Replacing stages with complexity is a potential solution to this issue, making completions better for less cost. A technique that has promise in this emerging area is rapid execution strategy. This approach hinges on generating fracture complexity and actually affecting the rock mechanics of the reservoir.
One firm, Painted Pony Petroleum Ltd., has dramatically improved its type curve from 5 Bcf to 13.5 Bcf per well in Canada’s Montney play, partly by using the rapid execution strategy. The company first drills parallel well pairs. It rapidly fractures all the stages in the left-hand lateral, and the well is left shut in with no flowback. Then, the completion crew quickly moves to stimulate the right-hand lateral.
The goal is to get the fracks to collide with each other and create a sizeable area of complex fractures between a well pair. The concept can work in both openhole and cased laterals, but observations to date on both types of completions have shown that openhole completions respond particularly well, exhibiting a high number of early-time and lower-intensity fractures, noted Themig.
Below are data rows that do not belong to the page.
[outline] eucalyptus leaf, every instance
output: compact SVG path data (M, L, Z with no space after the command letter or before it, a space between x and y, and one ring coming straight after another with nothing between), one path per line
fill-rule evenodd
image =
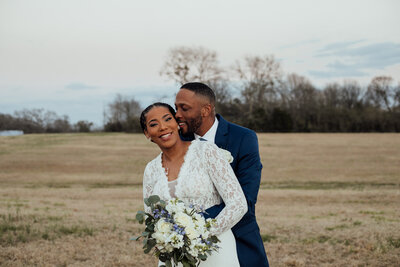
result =
M157 195L152 195L149 197L150 204L156 204L158 201L160 201L160 197Z
M148 228L151 232L154 232L154 224L149 224L149 225L147 226L147 228Z
M136 220L140 223L140 224L142 224L143 222L144 222L144 215L143 215L143 213L137 213L136 214Z
M154 239L149 239L147 242L147 249L150 251L154 246L157 244L156 240Z
M147 217L145 223L148 226L149 224L152 224L152 221L153 221L153 217Z
M142 236L148 236L149 234L150 234L149 232L144 231L144 232L142 233Z
M157 241L155 239L149 239L149 241L147 242L147 244L149 244L150 246L155 246L157 244Z
M146 204L146 206L150 206L150 202L149 202L149 199L148 199L148 198L145 198L145 199L144 199L144 204Z
M152 247L147 246L146 249L144 250L145 254L148 254L150 252L150 250L152 249Z
M218 237L216 237L215 235L211 236L210 239L211 239L211 242L213 242L213 243L218 243L219 242Z
M142 236L132 236L129 240L138 241Z
M192 255L190 255L190 254L186 255L186 258L188 258L188 260L189 260L190 262L196 261L196 259L195 259Z
M204 254L200 254L200 255L198 256L198 258L199 258L200 260L202 260L202 261L205 261L205 260L207 259L207 256L204 255Z

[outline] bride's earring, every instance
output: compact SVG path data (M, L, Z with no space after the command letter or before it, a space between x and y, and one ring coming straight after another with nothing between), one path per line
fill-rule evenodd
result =
M179 127L179 125L178 125L178 131L181 129L181 127Z

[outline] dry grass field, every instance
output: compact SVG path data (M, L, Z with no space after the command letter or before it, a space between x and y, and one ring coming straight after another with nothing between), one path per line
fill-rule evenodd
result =
M399 134L260 134L271 266L400 266ZM140 243L142 135L0 137L0 266L156 266Z

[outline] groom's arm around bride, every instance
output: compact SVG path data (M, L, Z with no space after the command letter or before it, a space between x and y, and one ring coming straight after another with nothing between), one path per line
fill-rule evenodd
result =
M184 84L176 96L177 120L183 134L195 134L231 152L231 163L247 200L248 212L233 228L241 266L268 266L268 260L255 217L262 164L254 131L226 121L214 113L215 95L202 83ZM209 112L210 109L212 112ZM208 110L208 112L207 112ZM215 127L217 125L217 127ZM216 132L215 132L216 128ZM213 139L213 140L210 140ZM216 217L223 203L207 210Z

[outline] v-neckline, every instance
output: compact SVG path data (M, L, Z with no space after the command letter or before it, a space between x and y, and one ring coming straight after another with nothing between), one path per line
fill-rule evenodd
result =
M193 140L193 141L195 141L195 140ZM160 153L160 162L159 162L160 164L159 164L159 166L160 166L160 168L162 170L162 173L164 175L165 180L167 181L167 184L168 184L168 182L178 181L179 180L179 178L181 176L181 173L182 173L182 169L186 166L187 156L189 154L189 150L191 149L190 147L193 145L193 141L190 142L190 144L189 144L189 146L188 146L188 148L186 150L186 153L183 156L183 162L182 162L182 165L181 165L181 167L180 167L180 169L178 171L178 176L174 180L168 181L168 176L165 174L165 169L162 166L162 155L163 155L163 153L162 152ZM178 182L176 183L176 185L178 185Z

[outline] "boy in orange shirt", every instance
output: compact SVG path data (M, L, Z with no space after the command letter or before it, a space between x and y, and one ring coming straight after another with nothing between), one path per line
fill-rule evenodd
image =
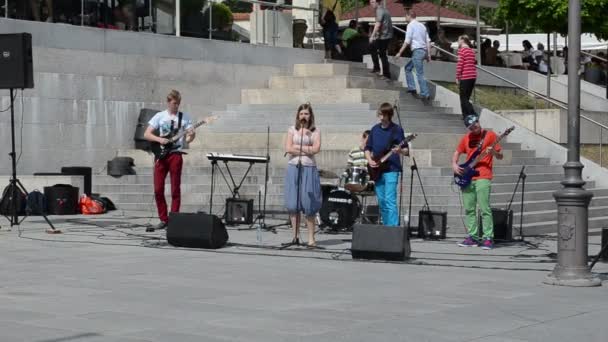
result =
M490 192L492 190L492 164L494 157L502 159L502 148L496 144L494 148L489 148L496 139L496 133L481 128L479 118L476 115L469 115L464 119L469 132L460 140L454 155L452 156L452 169L456 174L462 174L463 170L458 166L458 157L466 154L467 159L481 149L481 152L488 149L488 154L483 157L475 166L479 175L473 177L473 182L462 190L462 198L465 210L465 224L468 236L459 243L461 247L481 246L483 249L494 248L494 222L492 220L492 210L490 209ZM481 145L481 147L480 147ZM477 206L481 211L481 221L483 223L483 241L478 241Z

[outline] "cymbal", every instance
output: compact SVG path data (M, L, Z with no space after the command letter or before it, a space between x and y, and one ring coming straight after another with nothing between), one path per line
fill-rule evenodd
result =
M339 178L335 172L319 169L319 177L321 178Z

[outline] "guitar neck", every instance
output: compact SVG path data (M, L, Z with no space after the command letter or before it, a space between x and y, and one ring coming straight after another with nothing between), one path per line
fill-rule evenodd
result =
M401 143L399 143L399 145L397 145L397 147L403 148L403 146L407 145L410 141L414 140L415 137L416 137L415 134L406 137ZM382 158L380 158L380 162L384 163L388 158L390 158L393 155L393 153L394 152L392 149L390 151L388 151Z
M473 161L471 162L471 164L469 165L469 167L475 167L475 165L477 165L477 163L479 163L479 161L484 158L485 156L488 155L488 149L489 148L494 148L494 146L498 145L498 143L505 137L505 134L500 135L495 142L493 142L490 146L486 147L483 152L481 152L477 158L473 159Z
M205 120L201 121L201 122L197 122L192 126L192 130L197 129L198 127L200 127L201 125L203 125L205 123ZM171 138L171 142L176 142L179 139L181 139L184 135L186 135L186 133L188 132L188 130L183 130L179 133L177 133L176 135L173 136L173 138Z

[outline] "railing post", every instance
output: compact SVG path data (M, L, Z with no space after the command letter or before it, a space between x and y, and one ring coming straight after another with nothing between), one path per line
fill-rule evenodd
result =
M604 159L602 158L602 143L603 143L603 136L602 133L604 131L604 128L602 128L600 126L600 167L604 167Z
M84 26L84 0L80 0L80 26Z
M315 4L311 4L310 5L311 9L312 9L312 49L315 49L315 40L317 38L317 31L315 29L316 23L317 23L317 11L314 10Z
M182 9L181 1L175 0L175 36L179 37L182 35Z
M8 0L4 0L4 17L8 18Z
M534 123L532 127L534 127L534 133L536 133L536 96L534 96Z
M209 39L213 39L213 2L209 0Z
Ensuring flawless execution on location is another area of focus for operators. Packers Plus has unveiled its new e-PLUS Retina ™ monitoring system, which collects and analyses real-time data using a device that is small and easy to set up. This device supplies immediate feedback about the job as it is occurring, including detecting such incidents as a ball that fails to launch or a double shift on a stage. The quick feedback allows field operators to swiftly make adjustments on site and make sure each stage is properly treated.
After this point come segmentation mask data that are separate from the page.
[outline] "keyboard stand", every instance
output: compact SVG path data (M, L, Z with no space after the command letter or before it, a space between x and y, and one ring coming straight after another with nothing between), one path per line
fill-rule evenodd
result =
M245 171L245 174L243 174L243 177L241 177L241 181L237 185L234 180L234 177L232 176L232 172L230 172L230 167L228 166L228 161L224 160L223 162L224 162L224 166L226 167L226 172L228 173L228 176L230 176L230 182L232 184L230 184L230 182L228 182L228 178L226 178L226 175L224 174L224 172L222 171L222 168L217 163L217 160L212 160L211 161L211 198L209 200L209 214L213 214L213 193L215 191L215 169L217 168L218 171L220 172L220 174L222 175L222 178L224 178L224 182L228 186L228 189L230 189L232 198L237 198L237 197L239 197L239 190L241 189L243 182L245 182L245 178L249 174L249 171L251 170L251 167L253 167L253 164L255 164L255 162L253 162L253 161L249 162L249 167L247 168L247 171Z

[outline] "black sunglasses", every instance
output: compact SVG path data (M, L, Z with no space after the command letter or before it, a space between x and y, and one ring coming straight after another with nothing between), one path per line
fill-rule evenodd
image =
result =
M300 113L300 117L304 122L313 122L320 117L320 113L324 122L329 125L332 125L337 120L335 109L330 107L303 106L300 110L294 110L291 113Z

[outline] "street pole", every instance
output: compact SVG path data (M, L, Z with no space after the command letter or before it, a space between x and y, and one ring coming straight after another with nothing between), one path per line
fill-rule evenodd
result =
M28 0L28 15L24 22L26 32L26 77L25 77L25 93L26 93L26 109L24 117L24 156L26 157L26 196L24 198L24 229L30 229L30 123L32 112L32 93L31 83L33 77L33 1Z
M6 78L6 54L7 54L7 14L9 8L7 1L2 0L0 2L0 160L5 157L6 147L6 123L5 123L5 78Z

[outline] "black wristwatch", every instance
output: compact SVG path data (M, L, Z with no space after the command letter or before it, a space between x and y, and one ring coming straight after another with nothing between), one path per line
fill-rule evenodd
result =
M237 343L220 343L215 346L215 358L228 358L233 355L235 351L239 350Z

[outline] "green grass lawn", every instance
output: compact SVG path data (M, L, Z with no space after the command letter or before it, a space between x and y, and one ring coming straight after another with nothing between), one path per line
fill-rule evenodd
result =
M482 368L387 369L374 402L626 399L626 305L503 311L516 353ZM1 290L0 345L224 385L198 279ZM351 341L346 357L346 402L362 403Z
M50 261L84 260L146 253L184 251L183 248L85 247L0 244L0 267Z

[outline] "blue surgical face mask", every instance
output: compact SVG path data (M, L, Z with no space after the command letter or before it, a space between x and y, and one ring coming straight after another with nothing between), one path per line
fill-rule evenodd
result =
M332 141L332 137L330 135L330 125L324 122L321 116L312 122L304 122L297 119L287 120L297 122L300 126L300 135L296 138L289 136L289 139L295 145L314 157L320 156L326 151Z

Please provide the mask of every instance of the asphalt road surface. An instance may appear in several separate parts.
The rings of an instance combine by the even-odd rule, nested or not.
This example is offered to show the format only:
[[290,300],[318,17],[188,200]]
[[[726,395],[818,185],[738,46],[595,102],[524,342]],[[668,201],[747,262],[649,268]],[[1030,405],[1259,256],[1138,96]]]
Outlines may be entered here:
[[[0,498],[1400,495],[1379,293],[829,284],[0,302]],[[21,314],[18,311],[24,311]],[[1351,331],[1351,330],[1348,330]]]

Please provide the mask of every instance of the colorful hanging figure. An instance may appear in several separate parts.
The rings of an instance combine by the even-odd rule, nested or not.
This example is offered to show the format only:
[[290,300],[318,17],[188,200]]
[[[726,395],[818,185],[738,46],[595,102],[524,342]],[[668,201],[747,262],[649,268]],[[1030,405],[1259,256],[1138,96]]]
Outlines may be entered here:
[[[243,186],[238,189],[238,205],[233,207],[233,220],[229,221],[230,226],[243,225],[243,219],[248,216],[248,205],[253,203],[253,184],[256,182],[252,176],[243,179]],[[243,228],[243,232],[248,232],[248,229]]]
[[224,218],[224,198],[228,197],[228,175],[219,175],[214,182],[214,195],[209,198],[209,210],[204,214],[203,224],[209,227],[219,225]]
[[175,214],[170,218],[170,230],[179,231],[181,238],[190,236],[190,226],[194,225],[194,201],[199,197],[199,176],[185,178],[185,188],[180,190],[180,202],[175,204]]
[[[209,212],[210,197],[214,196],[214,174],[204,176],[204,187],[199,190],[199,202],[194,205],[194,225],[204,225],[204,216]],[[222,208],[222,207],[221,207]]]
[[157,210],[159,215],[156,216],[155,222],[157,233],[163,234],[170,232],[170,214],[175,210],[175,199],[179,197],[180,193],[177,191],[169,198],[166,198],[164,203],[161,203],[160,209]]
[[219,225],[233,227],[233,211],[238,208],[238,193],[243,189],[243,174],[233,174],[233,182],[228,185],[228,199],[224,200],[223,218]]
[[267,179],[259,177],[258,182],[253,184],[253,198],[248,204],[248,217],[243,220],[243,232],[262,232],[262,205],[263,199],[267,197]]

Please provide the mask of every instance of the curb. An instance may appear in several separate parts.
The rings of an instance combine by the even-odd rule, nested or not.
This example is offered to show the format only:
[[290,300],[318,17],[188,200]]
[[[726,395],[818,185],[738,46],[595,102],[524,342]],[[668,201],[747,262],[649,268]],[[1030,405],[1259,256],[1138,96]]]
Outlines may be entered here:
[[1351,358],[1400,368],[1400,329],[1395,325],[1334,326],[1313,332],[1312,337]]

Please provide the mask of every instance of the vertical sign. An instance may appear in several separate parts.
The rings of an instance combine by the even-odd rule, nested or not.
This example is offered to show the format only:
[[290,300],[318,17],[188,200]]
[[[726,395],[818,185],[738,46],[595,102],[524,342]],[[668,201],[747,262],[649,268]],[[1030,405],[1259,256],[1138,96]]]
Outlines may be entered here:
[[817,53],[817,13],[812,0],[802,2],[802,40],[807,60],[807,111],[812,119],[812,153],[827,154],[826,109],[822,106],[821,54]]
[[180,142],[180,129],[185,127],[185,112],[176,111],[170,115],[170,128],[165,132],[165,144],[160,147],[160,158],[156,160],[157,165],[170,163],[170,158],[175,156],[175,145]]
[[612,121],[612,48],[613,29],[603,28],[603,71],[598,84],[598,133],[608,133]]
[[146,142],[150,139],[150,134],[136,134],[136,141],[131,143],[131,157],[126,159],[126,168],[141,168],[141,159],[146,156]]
“We have driven our efficiencies up close to 100% on the jobs that we have been on,” said Themig. “I believe that we will be able to determine—in real time, on the fly—when we are getting complex fracture development.”
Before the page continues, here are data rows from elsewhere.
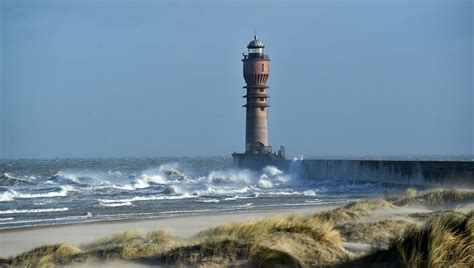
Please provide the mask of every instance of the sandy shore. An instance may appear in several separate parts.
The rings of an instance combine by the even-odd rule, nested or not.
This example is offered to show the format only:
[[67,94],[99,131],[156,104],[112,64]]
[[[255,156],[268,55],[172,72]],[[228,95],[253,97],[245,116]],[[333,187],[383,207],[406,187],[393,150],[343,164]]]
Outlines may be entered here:
[[274,211],[245,211],[226,214],[176,216],[146,220],[92,222],[0,230],[0,256],[9,257],[17,255],[44,244],[68,243],[79,246],[81,243],[90,242],[112,233],[129,230],[147,232],[156,229],[166,229],[178,236],[186,238],[203,229],[223,223],[285,214],[307,214],[333,209],[343,205],[344,204]]

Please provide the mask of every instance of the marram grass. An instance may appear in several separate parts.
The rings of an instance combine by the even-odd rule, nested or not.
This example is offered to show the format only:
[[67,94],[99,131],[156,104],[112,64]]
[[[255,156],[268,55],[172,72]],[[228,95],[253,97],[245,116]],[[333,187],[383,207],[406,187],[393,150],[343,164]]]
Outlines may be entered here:
[[[90,260],[111,259],[178,267],[474,267],[474,213],[437,211],[410,214],[406,221],[364,220],[380,209],[457,206],[472,204],[473,199],[472,191],[419,194],[409,189],[392,200],[223,224],[187,240],[163,230],[127,231],[80,247],[45,245],[0,258],[0,267],[87,266]],[[373,251],[353,255],[343,248],[344,242],[369,243]]]
[[405,196],[395,199],[393,203],[397,206],[445,206],[468,202],[474,202],[473,190],[435,189],[417,194],[415,189],[407,189]]

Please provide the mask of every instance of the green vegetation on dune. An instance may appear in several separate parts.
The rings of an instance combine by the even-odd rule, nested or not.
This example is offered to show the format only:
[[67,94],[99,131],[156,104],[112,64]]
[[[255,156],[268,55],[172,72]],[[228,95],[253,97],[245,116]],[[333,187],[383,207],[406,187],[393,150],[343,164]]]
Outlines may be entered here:
[[[435,211],[411,213],[407,220],[367,220],[377,210],[468,202],[473,202],[469,191],[417,194],[408,190],[405,196],[388,201],[364,200],[310,215],[223,224],[186,240],[162,230],[146,234],[128,231],[79,248],[46,245],[15,258],[0,259],[0,266],[87,265],[92,260],[117,259],[192,267],[473,267],[472,212]],[[344,249],[344,242],[368,243],[372,251],[354,255]]]

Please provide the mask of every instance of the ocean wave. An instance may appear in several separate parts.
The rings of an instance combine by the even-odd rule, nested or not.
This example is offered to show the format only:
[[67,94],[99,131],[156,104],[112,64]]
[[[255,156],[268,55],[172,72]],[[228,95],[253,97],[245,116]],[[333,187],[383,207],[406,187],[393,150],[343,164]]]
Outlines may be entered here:
[[36,209],[9,209],[0,210],[0,214],[42,213],[68,211],[69,208],[36,208]]
[[64,197],[67,196],[71,191],[75,191],[75,189],[69,186],[61,186],[58,191],[45,193],[21,193],[16,190],[9,189],[3,193],[0,193],[0,202],[13,201],[15,199]]
[[219,203],[219,199],[198,199],[198,200],[195,200],[194,202],[198,202],[198,203]]
[[12,221],[14,219],[15,218],[12,218],[12,217],[10,217],[10,218],[0,218],[0,221]]
[[189,199],[197,198],[197,196],[191,195],[152,195],[152,196],[134,196],[132,198],[124,199],[98,199],[100,203],[110,204],[110,203],[126,203],[126,202],[135,202],[135,201],[154,201],[154,200],[177,200],[177,199]]
[[127,206],[132,206],[132,202],[99,202],[101,206],[104,207],[127,207]]
[[0,176],[0,186],[13,186],[17,184],[33,184],[33,182],[30,179],[14,177],[9,173],[3,173]]
[[178,164],[163,164],[158,168],[142,171],[141,174],[123,174],[119,170],[96,171],[59,171],[46,180],[47,184],[76,185],[92,189],[114,188],[135,191],[152,186],[166,186],[173,183],[190,181],[191,177],[178,170]]
[[226,197],[224,198],[223,200],[224,201],[235,201],[237,199],[251,199],[251,198],[256,198],[258,197],[258,195],[254,195],[254,196],[232,196],[232,197]]
[[[178,163],[168,163],[144,170],[138,175],[127,175],[119,170],[59,171],[50,177],[48,182],[62,186],[72,184],[77,187],[89,187],[92,191],[104,188],[144,191],[153,187],[154,190],[161,188],[162,193],[168,195],[233,196],[291,187],[297,180],[274,166],[266,166],[260,173],[247,169],[227,169],[213,170],[208,175],[192,177],[186,175]],[[8,196],[6,198],[8,199]]]
[[92,217],[93,217],[92,213],[87,212],[84,215],[76,215],[76,216],[67,216],[67,217],[58,217],[58,218],[49,218],[49,219],[30,219],[30,220],[0,222],[0,225],[41,223],[41,222],[71,222],[71,221],[90,219]]

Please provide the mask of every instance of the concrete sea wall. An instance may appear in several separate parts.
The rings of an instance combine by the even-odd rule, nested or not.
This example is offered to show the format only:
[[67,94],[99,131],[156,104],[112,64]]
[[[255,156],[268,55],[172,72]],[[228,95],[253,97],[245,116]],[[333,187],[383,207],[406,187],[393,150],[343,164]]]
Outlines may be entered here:
[[474,188],[474,161],[303,160],[307,177]]

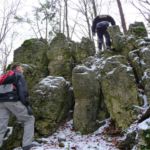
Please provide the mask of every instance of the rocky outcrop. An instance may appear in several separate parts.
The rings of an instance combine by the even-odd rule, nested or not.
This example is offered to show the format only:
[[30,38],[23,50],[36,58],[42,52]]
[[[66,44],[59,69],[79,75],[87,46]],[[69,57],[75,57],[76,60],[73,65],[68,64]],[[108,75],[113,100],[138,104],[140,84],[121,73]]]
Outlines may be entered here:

A third evolving strategy that has promise is the drilling of dual and triple-lateral wells. This tactic would work well in the Permian Basin, given its multiple horizontal targets, said Themig. “It is possible to design wellbore construction to do downspace drilling from existing wellbores, and this can include dual laterals.” Currently, operators use single-well pad developments for all the objectives in an area; now firms are seriously looking at drilling infield and multi-layer wells from a single wellbore.
The potential cost benefit of multiple laterals is clear; the issues have been with execution. But that is changing: Themig’s firm has now been involved in completing more than 1,000 laterals in dual and triple-lateral wells. In these projects, a frack string with a bent joint is run into the well. This allows access to the selected lateral. After the first lateral is stimulated, a bridge plug is set above the open hole to prevent balls from transferring over into the second leg.
While each of these technologies is still being tested and developed, they collectively offer the possibility to deliver the oilfield Holy Grail to completion engineers—better, cheaper wells. “Driving costs down is only part of it; our goal is to move those cumulative curves up as well,” said Themig.
The most successful companies will be able to do both.